Monday, December 5, 2016

Inheritance




     I listened as he spoke. The images he painted in words brought my mother to  mind, yet he was speaking of me. "I know you want to do grand things," he said carefully, "but you don't have to do them all in one heroic effort or not do them." He was succinctly describing a habit that I'd inherited from my mother. Only, like Nora Ephron advised the Wellesley graduates of 1996, I liked to believe myself to be own Heroine, and some how I'd managed to do so most of my adult life. Yet I knew he was right. I needed to break down my grand goals into small manageable boxes and as Nike so adeptly sells, "Just do it." Our family has been trying to get my Mother to Just Do things for years; first finish her degree and, second, downsize her home(s).

     My grand goals;  first, to edit out all of the wasband's and children's accumulated stuff so that I can sell my house and decant to a smaller home or cohabitate with another adult with children, and second, to write a memoir (although lately I've been flirting with fiction first, to tune my chops, and then produce a creative nonfiction memoir later).

      My mother has lived in the same house, with two different husbands, and 45 years of accumulated stuff. The only formal purging was after my stepfather left 29 years ago. I'm now at year 14 in my house and about to enter the fifth year since I kicked the wasband out. My mother and second stepfather have shared her/their house for nearly 25 years at present.

      I found my friends words to be a reckoning. I was following too closely in my mother's footsteps and knew action needed to be taken. Most of my adult life I was childless and moved often enough to edit my few material possessions. I'd reached a tipping point and needed to address it at home. In the life of the mind, I've fitfully (as my faithful readers here know) written snippets that I've hoped to string together into a book length work. Much like my mother's inability to move, due to conditions never being just right due to over-seeing 12 children between them, nor finishing her degree, although she's surely taken enough credits in college and through Harvard Extension to do so. They always put everyone first at the expense of themselves. So thoughtful and reflective that they spin in circles.

     My father on the other hand is an action-solution guy. We have a running joke that every 7-10 years my father and stepmother will move; and that is exactly what happens. It's always to the best  or  most perfect location, size and layout for their needs. In their 70's they've started to downsize. The huge house with lots of land became a townhouse in the city. Now the town house has turned to an efficient one bedroom apartment on the 4th floor. The second home went from being an Acorn house with three bedrooms on the sea; to a self designed one bedroom w/bunkhouse in a seaside town. They are spending half their time on the single floor house in the coastal town by my brother, and the other half in the city walk-up near my sister, as it suits them now. They decide as a equal unit what they want to do next, plan it and execute it. Then they tell the four adult children, sometimes in process and other times after the fact.

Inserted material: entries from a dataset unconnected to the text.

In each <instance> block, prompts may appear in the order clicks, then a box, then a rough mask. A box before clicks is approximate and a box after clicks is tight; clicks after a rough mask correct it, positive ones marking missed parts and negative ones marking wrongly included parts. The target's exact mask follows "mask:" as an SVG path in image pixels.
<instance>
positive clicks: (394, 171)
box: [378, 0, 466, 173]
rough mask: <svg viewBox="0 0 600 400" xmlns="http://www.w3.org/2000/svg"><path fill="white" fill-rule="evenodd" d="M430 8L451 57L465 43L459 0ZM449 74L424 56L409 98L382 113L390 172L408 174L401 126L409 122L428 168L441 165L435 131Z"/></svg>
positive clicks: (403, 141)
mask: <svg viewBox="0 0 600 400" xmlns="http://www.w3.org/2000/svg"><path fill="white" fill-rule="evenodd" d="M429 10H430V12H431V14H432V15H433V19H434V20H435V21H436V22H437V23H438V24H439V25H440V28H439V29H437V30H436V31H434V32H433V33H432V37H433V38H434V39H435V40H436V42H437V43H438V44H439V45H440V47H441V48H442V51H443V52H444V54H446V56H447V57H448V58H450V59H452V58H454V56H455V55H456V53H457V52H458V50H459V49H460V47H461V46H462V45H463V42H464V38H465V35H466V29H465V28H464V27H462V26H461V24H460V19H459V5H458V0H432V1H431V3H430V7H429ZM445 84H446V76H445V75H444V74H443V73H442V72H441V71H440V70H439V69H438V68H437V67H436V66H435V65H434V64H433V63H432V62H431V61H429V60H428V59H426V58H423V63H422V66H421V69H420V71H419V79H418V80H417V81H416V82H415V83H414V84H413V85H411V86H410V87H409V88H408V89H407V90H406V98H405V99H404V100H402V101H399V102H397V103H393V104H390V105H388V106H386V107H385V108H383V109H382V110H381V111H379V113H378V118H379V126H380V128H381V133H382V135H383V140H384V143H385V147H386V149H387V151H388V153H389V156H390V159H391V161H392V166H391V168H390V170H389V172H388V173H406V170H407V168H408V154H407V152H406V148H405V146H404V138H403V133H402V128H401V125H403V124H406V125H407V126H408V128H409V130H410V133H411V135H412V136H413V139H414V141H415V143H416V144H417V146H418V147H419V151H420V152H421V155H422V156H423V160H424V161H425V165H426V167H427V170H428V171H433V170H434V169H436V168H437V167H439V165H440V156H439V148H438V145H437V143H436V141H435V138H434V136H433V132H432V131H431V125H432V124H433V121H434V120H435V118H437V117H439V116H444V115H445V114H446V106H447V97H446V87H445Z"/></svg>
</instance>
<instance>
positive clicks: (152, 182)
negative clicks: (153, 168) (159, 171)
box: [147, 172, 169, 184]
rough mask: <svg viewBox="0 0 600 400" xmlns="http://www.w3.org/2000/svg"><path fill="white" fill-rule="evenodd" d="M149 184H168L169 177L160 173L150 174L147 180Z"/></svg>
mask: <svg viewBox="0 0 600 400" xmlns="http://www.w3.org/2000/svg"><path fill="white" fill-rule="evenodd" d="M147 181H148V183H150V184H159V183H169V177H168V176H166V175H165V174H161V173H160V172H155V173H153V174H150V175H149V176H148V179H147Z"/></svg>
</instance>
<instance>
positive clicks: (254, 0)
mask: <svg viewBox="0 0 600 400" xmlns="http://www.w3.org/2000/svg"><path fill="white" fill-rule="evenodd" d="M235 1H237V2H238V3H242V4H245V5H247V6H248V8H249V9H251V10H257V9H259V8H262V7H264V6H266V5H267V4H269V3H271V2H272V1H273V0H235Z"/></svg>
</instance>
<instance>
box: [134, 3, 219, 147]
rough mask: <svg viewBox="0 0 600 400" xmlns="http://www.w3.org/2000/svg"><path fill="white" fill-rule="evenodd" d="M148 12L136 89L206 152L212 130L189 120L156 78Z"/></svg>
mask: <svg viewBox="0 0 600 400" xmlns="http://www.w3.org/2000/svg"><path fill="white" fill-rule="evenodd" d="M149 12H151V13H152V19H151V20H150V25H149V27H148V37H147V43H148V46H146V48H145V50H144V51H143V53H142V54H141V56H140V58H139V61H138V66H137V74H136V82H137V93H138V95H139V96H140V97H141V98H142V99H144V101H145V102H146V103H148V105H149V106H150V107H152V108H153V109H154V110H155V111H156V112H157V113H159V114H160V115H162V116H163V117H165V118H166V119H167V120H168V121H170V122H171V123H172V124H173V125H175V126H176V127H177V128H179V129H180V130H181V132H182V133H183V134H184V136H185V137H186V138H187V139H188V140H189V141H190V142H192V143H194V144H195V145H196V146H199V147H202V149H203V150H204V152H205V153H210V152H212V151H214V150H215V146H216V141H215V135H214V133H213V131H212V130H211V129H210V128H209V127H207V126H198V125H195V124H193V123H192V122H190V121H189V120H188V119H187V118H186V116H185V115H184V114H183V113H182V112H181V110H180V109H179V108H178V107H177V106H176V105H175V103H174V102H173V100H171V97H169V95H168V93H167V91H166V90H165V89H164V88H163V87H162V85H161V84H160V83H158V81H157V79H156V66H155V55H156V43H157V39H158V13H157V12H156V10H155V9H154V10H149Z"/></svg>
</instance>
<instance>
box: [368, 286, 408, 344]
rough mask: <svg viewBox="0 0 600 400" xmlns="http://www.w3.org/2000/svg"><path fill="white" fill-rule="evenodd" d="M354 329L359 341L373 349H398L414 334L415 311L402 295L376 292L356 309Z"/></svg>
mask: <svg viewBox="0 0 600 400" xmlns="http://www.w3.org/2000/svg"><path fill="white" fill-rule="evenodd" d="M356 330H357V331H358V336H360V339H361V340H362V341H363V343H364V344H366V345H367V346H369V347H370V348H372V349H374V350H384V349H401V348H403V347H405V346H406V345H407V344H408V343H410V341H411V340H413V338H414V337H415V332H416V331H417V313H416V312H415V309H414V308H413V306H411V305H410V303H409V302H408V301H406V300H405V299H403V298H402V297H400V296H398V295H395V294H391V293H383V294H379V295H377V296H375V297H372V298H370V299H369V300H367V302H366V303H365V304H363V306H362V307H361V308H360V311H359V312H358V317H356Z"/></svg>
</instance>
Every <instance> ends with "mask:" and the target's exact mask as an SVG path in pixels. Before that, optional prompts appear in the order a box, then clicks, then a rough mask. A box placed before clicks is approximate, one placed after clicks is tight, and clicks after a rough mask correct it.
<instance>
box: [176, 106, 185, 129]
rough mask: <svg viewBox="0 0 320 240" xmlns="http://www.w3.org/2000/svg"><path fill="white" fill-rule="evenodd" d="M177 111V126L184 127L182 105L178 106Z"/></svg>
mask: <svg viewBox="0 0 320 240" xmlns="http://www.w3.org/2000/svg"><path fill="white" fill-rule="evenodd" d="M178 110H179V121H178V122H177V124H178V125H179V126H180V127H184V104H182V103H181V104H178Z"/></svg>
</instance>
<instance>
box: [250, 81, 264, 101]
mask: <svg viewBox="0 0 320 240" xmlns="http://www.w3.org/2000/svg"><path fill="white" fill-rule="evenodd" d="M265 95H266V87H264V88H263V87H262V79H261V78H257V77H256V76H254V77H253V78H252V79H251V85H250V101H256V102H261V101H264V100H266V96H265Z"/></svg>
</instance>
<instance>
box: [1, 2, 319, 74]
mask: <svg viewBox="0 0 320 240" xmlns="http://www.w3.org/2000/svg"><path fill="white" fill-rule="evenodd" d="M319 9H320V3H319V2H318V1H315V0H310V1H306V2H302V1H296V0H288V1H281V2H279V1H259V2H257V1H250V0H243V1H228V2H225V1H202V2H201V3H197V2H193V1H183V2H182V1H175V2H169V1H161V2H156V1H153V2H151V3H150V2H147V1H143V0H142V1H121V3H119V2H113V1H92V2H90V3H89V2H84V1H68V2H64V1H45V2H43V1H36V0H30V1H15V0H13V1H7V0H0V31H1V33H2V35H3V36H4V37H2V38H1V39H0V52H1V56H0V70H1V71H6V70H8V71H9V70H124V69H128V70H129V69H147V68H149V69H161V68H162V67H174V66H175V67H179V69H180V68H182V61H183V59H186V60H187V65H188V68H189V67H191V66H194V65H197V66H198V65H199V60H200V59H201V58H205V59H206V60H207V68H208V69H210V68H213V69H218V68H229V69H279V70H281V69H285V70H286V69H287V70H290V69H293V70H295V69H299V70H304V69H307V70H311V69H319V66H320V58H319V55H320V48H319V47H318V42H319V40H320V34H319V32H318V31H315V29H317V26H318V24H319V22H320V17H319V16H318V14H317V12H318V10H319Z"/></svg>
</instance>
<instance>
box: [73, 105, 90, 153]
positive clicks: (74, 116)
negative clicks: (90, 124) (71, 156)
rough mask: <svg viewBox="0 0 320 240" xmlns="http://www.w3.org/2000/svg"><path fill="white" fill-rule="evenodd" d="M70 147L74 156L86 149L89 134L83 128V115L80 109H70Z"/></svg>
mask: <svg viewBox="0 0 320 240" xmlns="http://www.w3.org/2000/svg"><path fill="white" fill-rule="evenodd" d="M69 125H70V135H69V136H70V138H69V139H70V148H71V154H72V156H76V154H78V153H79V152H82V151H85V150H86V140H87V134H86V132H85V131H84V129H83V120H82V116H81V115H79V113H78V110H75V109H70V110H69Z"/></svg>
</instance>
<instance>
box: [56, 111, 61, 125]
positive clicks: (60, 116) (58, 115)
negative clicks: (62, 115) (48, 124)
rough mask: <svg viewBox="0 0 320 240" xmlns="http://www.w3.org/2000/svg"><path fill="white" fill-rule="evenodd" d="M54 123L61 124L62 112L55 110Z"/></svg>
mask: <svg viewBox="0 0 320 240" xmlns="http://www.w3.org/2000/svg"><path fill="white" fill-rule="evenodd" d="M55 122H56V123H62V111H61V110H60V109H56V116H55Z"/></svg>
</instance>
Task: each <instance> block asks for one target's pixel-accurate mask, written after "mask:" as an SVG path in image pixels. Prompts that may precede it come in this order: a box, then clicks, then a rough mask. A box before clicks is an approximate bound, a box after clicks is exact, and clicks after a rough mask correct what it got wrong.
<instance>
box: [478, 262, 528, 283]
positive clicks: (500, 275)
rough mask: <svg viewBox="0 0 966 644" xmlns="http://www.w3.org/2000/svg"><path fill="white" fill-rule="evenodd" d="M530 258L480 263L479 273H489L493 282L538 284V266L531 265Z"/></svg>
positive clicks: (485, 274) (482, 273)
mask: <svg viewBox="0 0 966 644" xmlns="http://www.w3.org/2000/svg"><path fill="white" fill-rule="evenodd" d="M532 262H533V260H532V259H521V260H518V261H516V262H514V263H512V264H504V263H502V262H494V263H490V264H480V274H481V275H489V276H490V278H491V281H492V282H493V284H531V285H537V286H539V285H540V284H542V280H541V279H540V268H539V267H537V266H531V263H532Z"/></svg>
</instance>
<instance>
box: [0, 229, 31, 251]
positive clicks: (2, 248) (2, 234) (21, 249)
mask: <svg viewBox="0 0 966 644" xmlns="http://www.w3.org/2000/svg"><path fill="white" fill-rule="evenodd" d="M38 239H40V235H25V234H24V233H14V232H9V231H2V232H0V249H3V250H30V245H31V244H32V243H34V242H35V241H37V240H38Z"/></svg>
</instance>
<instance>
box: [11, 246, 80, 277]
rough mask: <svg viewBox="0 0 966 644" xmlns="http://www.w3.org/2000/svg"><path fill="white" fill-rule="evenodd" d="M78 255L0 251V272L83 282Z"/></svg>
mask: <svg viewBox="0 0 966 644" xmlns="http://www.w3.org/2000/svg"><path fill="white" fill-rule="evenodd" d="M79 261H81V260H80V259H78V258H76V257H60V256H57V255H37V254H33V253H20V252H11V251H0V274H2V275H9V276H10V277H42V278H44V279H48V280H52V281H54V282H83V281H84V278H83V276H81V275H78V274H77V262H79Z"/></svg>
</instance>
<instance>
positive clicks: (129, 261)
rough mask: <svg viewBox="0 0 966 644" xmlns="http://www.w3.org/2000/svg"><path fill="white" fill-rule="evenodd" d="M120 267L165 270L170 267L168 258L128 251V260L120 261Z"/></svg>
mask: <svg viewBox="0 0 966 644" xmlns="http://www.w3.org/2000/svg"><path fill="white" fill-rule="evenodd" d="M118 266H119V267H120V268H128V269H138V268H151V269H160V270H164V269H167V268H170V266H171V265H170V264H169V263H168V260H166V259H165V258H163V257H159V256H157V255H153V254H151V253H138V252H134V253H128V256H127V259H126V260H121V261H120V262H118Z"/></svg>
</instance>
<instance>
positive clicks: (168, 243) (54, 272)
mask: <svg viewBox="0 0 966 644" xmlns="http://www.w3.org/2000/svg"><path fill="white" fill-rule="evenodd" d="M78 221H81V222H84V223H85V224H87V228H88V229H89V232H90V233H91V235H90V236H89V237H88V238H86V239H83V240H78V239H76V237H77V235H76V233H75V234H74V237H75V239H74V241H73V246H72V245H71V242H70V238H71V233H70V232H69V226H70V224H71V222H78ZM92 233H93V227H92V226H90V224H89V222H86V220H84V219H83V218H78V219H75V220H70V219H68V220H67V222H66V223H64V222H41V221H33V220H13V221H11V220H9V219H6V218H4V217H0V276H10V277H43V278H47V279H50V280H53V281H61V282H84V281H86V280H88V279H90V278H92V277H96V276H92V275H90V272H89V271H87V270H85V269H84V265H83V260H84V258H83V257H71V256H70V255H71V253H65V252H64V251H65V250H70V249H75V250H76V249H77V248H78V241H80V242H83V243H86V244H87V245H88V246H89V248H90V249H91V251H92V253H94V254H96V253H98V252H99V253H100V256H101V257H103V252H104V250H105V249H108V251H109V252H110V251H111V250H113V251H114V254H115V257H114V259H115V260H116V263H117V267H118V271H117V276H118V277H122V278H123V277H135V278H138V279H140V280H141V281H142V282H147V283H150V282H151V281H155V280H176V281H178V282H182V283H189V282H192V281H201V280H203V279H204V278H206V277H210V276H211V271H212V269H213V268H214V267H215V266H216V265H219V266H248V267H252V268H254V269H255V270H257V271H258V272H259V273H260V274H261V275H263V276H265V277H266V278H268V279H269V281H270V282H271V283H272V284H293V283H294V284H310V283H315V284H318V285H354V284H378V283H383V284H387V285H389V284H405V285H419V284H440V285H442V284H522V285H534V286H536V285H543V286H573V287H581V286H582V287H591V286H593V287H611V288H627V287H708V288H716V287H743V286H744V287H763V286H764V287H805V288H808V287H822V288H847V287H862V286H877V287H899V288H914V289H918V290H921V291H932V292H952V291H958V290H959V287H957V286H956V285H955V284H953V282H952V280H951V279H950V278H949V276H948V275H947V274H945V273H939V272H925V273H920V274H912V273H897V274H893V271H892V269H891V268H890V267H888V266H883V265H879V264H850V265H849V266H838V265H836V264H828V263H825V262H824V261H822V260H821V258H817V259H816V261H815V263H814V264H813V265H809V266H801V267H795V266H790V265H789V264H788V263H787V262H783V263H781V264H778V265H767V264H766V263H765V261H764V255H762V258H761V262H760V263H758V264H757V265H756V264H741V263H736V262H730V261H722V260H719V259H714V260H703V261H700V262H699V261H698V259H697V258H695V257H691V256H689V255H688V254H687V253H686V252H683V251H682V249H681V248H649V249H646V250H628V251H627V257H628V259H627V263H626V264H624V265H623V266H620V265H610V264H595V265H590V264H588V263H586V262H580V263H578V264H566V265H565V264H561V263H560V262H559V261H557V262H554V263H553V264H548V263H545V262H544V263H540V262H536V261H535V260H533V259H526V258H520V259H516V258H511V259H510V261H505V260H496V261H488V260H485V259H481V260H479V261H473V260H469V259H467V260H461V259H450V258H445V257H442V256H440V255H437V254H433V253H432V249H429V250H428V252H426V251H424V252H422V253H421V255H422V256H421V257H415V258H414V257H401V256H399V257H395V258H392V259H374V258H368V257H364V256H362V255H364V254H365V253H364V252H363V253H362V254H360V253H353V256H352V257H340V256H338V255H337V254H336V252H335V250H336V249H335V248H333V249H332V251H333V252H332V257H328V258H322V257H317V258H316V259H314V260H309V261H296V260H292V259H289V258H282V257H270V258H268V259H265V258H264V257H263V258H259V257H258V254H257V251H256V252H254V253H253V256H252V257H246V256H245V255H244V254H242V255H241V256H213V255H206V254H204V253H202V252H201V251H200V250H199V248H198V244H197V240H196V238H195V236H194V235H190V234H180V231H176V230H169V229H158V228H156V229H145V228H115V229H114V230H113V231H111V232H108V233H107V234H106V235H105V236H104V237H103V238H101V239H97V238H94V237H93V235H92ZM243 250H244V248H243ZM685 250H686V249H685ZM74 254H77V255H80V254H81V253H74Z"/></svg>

     I'm a goal setter and reflective person like my father. I've been good at doing that most of my life, when I was the only one I was responsible for in a given decision. But since being a married person and then a single mother of two, my decisiveness on the home front was weakened. Other than keeping the house for my kids to finish school and for me to keep the capitol intact for my self down the line. Yet I find the accumulation of stuff and the lack of an immediate plan for my next step to have been weighing me down psychologically. And it's taken away the energy required to face the fear of putting my thoughts into words every day, in any meaningful way. (Plus I was wanting to have my private thoughts be private for the first year of my relationship with my man friend. This has been a real exercise in holding on to a renewed confidence, not being impulsive, nor quick to judge (cut bait or go whole hog). So I've been in a reflective spin-cycle like my Mother for a few years now.

     But as we rode into Boston, on the way to what would become a wonderful evening of company and a concert, I found that his words could just as easily have been about my mother as myself. And when I said as much, he said, "I don't know her, I know you and I want to help." It's nice to become known. It's nice to trust asking for help, receiving it and realizing what a gift that can be if you can listen. I wish my Mom would listen and act; but I'm only her daughter, so now I will listen, reflect and act to break the chain for my son and daughter.